The design challenge with any ablation device, and in particular with a hemostat type device, is to create a lesion having consistent quality, in particular a continuous linear lesion when engaging in the Maze procedure. Further, it is desirable to create a lesion that is not too wide and that may be created in the least amount of time. Further, a challenge in the creation of such a device is to reduce the variability based upon the user such that a device may be used by various users with consistent results.

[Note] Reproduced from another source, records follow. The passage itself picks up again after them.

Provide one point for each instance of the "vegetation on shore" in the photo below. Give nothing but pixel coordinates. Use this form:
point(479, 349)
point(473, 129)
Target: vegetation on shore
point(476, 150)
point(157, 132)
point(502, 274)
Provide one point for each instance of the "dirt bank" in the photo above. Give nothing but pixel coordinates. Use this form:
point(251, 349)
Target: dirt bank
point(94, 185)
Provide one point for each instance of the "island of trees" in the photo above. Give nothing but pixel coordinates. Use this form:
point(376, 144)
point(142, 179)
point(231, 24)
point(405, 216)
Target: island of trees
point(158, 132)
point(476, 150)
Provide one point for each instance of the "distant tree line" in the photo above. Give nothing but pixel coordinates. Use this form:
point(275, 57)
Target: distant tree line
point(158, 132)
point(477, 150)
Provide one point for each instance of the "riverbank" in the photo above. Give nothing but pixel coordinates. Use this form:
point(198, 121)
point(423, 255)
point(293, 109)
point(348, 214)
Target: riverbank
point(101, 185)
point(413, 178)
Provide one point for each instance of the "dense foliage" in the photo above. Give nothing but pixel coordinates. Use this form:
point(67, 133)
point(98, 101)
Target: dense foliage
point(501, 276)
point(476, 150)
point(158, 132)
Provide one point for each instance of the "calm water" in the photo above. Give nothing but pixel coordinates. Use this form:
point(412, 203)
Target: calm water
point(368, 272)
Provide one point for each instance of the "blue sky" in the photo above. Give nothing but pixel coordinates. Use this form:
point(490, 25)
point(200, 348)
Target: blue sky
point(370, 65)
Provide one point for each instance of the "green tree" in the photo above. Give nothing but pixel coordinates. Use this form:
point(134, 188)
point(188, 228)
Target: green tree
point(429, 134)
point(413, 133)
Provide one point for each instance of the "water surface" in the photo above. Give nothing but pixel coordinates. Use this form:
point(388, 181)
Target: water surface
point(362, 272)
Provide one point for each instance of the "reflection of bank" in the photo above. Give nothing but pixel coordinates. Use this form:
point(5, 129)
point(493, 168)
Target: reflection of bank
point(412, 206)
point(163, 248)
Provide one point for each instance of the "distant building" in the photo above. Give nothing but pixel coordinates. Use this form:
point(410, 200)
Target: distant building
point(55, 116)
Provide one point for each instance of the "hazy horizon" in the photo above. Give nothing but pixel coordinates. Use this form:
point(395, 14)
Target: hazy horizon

Accordingly, there is a need for an ablation device that is configured to permit a consistent application of appropriate force at the tissue site when in use. Further, there is a need for a device configured to permit real time assessment of lesion transmurality while in use. Further still, there is a need for an ablation device having the ability to aid in the determination of ablation parameters, such as degree of applied force, time of treatment, and treatment energy.
It would be desirable to provide a system and/or method that provides one or more of these or other advantageous features. Other features and advantages will be made apparent from the present specification. The teachings disclosed herein extend to those embodiments that fall within the scope of the appended claims, regardless of whether they accomplish one or more of the aforementioned needs.